Teaching With Wikipedia

[modified from Teaching (more than) just writing with Wikipedia]

I’ve been teaching with Wikipedia for going on five years now. It hasn’t always been an “easy” experience, but it has easily been the most rewarding tool I’ve used in the classroom.

Not only is Wikipedia an excellent pedagogical tool, but it’s also incredibly relevant to college students. Recently, I asked a group of 20 students if they had ever used Encyclopedia Britannica. Only one raised their hand. When I asked how many of them had used Wikipedia in the last week, all of them raised their hands. However, when I asked how many have ever edited Wikipedia, it was down to one. Wikipedia is the only encyclopedia they know. It’s where they are getting their information, ­even though few ever examine how Wikipedia works.

“Imagine a world in which every single person on the planet is given free access to the sum of all human knowledge” 
– Wikipedia Founder Jimmy Wales

http://wikiedu.org/

[Find this and other helpful guides at WikiEdu.org.]

Digital Literacy and Wikipedia

Wikipedia is a strong pedagogical tool for teaching all sorts of critical tools. It forces students to cite properly, practice peer review, participate in “public” writing, and learn how to format a literature review. As articles evolve over time, students return to them, learning editing skills and understanding the writing process.

Teaching with Wikipedia opens a space to teach more than just writing, or whatever ­topic might be at hand. With its collaborative and connected nature of authorship, and the systemic biases that plague many online environments, Wikipedia is an incredible place for students to learn about collective intelligence, epistemology, combating systemic biases, and digital literacy through embodied practice.

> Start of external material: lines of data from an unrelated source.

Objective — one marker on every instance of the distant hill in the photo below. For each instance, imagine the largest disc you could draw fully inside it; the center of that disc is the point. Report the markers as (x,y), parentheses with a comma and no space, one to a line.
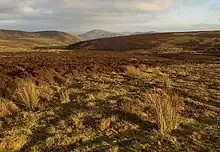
(55,35)
(12,40)
(173,41)
(97,34)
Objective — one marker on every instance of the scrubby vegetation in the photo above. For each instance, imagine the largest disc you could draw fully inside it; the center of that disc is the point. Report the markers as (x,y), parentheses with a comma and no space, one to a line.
(163,99)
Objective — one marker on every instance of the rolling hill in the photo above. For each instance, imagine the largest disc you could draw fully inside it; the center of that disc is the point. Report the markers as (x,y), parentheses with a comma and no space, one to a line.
(97,34)
(210,40)
(12,40)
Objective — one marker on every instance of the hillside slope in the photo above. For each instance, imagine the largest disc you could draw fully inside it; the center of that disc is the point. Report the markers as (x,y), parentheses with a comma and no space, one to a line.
(12,40)
(97,34)
(186,41)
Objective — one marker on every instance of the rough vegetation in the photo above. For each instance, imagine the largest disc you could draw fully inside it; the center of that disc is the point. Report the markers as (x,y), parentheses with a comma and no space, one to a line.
(110,101)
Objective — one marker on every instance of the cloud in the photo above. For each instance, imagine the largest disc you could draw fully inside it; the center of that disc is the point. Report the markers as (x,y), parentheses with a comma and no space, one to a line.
(82,15)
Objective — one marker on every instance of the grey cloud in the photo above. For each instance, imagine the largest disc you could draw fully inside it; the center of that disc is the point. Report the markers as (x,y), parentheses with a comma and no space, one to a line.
(79,15)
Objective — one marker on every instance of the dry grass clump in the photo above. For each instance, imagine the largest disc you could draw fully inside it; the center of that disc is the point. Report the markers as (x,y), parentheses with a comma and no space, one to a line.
(28,93)
(166,108)
(134,72)
(65,96)
(7,107)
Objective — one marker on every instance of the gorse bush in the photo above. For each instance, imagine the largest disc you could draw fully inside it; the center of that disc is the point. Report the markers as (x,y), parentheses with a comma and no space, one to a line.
(28,94)
(166,108)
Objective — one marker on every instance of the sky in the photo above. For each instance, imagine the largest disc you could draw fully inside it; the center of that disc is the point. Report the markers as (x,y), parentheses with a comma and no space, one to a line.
(79,16)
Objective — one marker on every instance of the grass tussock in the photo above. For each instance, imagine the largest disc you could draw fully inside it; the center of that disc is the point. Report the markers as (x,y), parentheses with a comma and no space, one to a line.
(7,108)
(65,96)
(134,72)
(28,94)
(166,108)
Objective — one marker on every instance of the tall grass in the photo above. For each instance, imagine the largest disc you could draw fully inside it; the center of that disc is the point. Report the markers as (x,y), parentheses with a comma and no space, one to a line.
(166,108)
(65,96)
(134,72)
(28,94)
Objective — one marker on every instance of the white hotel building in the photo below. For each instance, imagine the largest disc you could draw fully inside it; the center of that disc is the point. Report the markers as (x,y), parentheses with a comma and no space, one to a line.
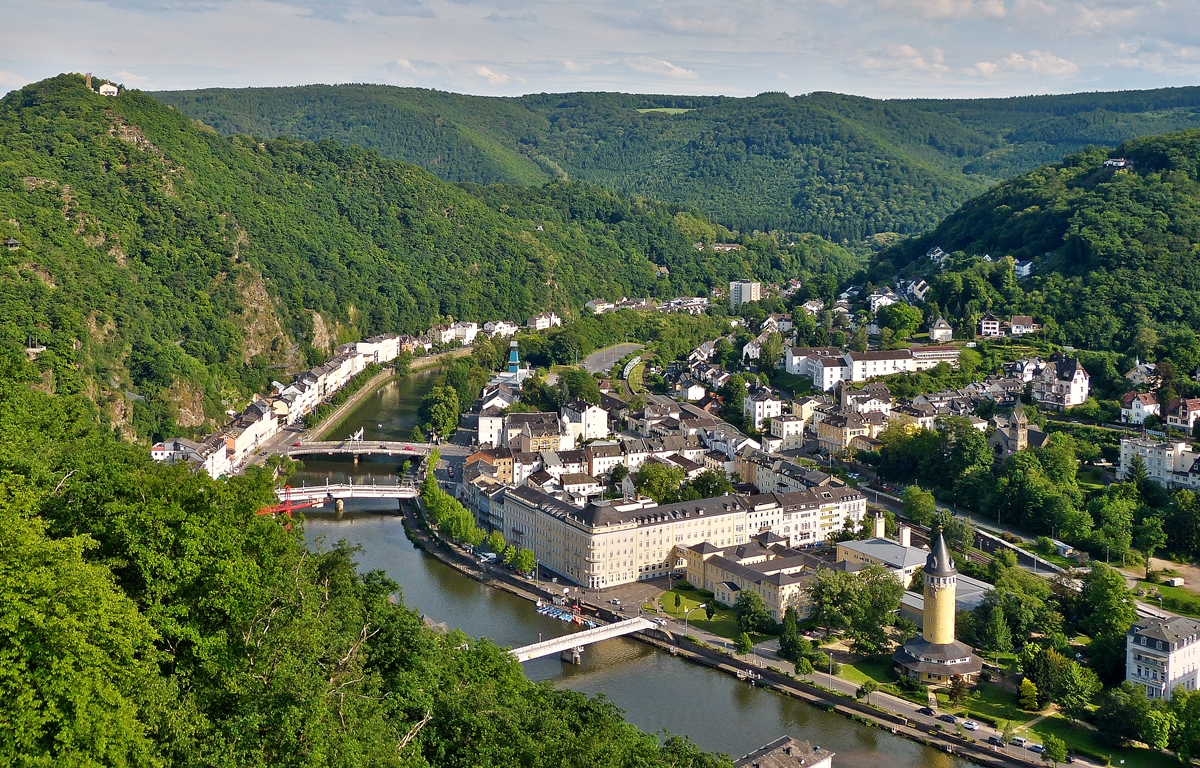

I have received enormous positive feedback for these classes, from both students and colleagues, resulting in teaching awards for a required class that, taught traditionally, most students find “boring.” A few of these student’s quotes:

“Not to be over­dramatic, but [your] class changed my worldview. It was a great exercise in writing, but for me it drove home a sort of globalism that I had always understood but never really experienced before. People get annoyed when I talk about Wikipedia now because I can’t shut up about how incredible (and under appreciated) a tool it is.”

“I’ve learned more in this class than many others… I’ve never done as much research as I did in this class, but it was really fun and now my work is published online.”

(This student made nearly 50 citations in her article – when have you seen that in assigned Undergraduate papers?).

Four Learnings

I started teaching Wikipedia through my interest in open­ access activism and commons­-based outreach groups. I wanted get students involved with knowledge commons. I wanted to see them invested and excited about the quality of their projects, ensuring their critical engagement with the subject matter and their daily lives. Integrating Wikipedia­-based assignments instead of traditional papers helps teach a few things at once:

1. Collective Intelligence

Wikipedia creates new ways for the students to understand ideas about the creation of knowledge and of collective intelligence. I ask my students to think about their projects as “parents,” as no parent can control the child forever. Eventually, the community takes responsibility for caretaking. This leads to interesting metaphors for writing and digital labor, but the idea is the same. The editor is not an “authoritarian” author ­type that is solely responsible for knowledge creation. They’re part of a team, albeit an important one, that helps to “birth” the article from a collection of knowledge they’ve gathered. Students find themselves relying on co­editors and peer reviewers to give extensive feedback, and contribute to the article.

 

2. Epistemology

Through this process, students begin to better understand epistemology (theories of knowledge) in general, seeing wiki links and bibliographies as traces of a history of the knowledge they are participating in accounting. Most students are told to “never use” Wikipedia, but by understanding how Wikipedia works, they learn that Wikipedia is often a great starting point, and to keep digging through a bibliography (as many academics do, whether in traditional papers, or even Wikipedia).

3. Digital Literacy

Wikipedia creates a space where students begin to question the validity and verifiability of information. One of the first exercises is evaluating a Wikipedia article, before they suggest edits. Through understanding how Wikipedia uses citations, and the hierarchy of knowledge, students begin to question what they use every day. Not to say that Wikipedia isn’t just as reliable than anything else (it often is), but it makes for an excellent exercise in digital literacy.

 

4. Countering Systemic Biases

Most students are unaware of the systemic bias problems that plague Wikipedia. Although Wikipedia remains “the encyclopedia anyone can edit,” most have never even made a small grammar correction, let alone created a username. In my courses, the majority of students are women, and find Wikipedia lacking in articles about feminist, media, and gender issues that they themselves are passionate about. After my first course, one of my students reflected in an interview, “I think that if the gender gap was advertised more, it would make women want to edit more.”